By profession an advocate of the high court, he also took a vigorous share in literary, social, municipal and political work, as well as in the affairs of the University of Bombay, over which he presided as vice-chancellor from 1892 until his death. At the age of five Telang was sent to the Amarchaud Wadi vernacular school, and in 1859 entered the high school in Bombay which bears the name of Mountstuart Elphinstone. Here he came under the influence of Narayan Mahadev Purmanand, a teacher of fine intellect and force of character, afterwards one of Telang's most intimate friends.

From this school he passed to the Elphinstone College, of which he became a fellow, and after taking the degree of M.A. and LL.B., decided to follow the example of Bal Mangesh Wagle, the first Indian admitted by the judges to practise on the original side of the high court, a position more like the status of a barrister than a vakil or pleader. He passed the examination and was enrolled in 1872.
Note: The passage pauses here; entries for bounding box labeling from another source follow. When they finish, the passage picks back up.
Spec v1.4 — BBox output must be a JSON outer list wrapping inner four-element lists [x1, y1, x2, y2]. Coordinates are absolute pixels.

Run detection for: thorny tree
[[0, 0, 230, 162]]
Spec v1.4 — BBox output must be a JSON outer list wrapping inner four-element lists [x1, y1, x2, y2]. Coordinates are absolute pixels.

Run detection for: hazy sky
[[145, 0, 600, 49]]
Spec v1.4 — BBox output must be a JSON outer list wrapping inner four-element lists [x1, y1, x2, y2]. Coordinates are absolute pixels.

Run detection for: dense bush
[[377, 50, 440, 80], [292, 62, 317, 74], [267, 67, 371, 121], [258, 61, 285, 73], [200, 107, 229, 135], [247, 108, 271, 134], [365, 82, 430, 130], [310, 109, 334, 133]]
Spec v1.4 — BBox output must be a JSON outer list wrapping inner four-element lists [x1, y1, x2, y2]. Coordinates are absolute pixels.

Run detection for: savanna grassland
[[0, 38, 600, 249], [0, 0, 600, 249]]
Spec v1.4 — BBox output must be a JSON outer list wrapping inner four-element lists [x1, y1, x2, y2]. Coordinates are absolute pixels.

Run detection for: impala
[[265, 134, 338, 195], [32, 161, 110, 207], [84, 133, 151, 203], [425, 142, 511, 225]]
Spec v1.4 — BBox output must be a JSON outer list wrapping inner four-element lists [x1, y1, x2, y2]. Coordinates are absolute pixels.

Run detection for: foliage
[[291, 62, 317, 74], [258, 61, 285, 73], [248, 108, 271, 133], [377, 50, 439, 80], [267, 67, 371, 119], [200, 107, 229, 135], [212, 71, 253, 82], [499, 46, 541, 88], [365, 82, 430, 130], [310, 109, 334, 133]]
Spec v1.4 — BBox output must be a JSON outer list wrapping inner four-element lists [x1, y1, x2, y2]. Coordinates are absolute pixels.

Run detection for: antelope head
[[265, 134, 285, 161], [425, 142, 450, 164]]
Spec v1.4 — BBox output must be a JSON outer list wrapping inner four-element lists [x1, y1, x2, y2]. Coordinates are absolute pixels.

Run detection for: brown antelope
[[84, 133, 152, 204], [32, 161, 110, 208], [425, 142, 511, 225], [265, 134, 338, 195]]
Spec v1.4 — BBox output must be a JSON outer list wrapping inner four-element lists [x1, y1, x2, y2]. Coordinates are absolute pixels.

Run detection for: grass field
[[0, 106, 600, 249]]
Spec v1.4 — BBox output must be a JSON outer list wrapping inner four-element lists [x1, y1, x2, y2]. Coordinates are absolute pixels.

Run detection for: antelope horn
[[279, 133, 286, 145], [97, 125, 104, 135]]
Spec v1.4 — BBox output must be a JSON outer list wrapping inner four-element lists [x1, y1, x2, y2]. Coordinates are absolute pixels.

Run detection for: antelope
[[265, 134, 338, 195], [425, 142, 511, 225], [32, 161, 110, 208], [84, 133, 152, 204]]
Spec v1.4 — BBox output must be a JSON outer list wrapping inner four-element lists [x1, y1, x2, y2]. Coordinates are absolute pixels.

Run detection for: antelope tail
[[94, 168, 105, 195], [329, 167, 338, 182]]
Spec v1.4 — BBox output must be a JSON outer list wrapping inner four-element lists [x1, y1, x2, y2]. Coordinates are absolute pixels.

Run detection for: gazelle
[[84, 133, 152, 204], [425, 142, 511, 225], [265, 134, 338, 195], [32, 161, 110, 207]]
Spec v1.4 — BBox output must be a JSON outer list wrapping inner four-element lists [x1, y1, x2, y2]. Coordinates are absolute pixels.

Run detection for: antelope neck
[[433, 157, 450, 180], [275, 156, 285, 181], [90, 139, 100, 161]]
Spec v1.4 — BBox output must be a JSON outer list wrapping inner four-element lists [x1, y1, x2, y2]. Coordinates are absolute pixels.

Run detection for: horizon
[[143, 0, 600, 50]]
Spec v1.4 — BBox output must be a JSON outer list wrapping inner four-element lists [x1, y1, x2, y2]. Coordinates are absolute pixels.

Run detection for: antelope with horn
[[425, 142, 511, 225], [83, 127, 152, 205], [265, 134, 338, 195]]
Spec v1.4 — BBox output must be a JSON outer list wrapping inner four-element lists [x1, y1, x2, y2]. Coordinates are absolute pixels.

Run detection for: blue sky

His learning and other gifts soon brought him an extensive practice. He had complete command of the English language, and his intimacy with Sanskrit enabled him to study and quote the Hindu law-books with an ease not readily attained by European counsel. Telang, finding his career assured, declined an offer of official employment. But in 1889 he accepted a seat on the high court bench, where his judgments are recognized as authoritative, especially on the Hindu law. He was syndic of the university from 1881, and vice-chancellor from 1892 until his death. In that year also he was elected president of the local branch of the Royal Asiatic Society. These two offices had never been held by a native of India before. The decoration of C.I.E. conferred on him in 1882 was a recognition of his services as a member of a mixed commission appointed by the government to deal with the educational system of the whole of India. He was nominated to the local legislative council in 1884, but declined a similar position on the viceroy's council.

Along with P.M. Metha, he was the originator of the Bombay Presidency Association. When a student he had won the Bhugwandas scholarship in Sanskrit, and in this language his later studies were profound. His translation of the Bhagavad Gita into English prose and verse is a standard work, and available in Max Müller's monumental compilation, the Sacred Books of the East, vol. 8, as the Bhagavadgita With the Sanatsugâtiya and the Anugitâ (published 1882). He criticized Albrecht Weber's hypothesis that the story of the Ramayana was influenced by the Homeric epics. While devoted to the sacred classics of the Hindus, Telang did not neglect his own vernacular, Marathi literature being enriched by his translation of Lessing's Nathan the Wise, and an essay on Social Compromise.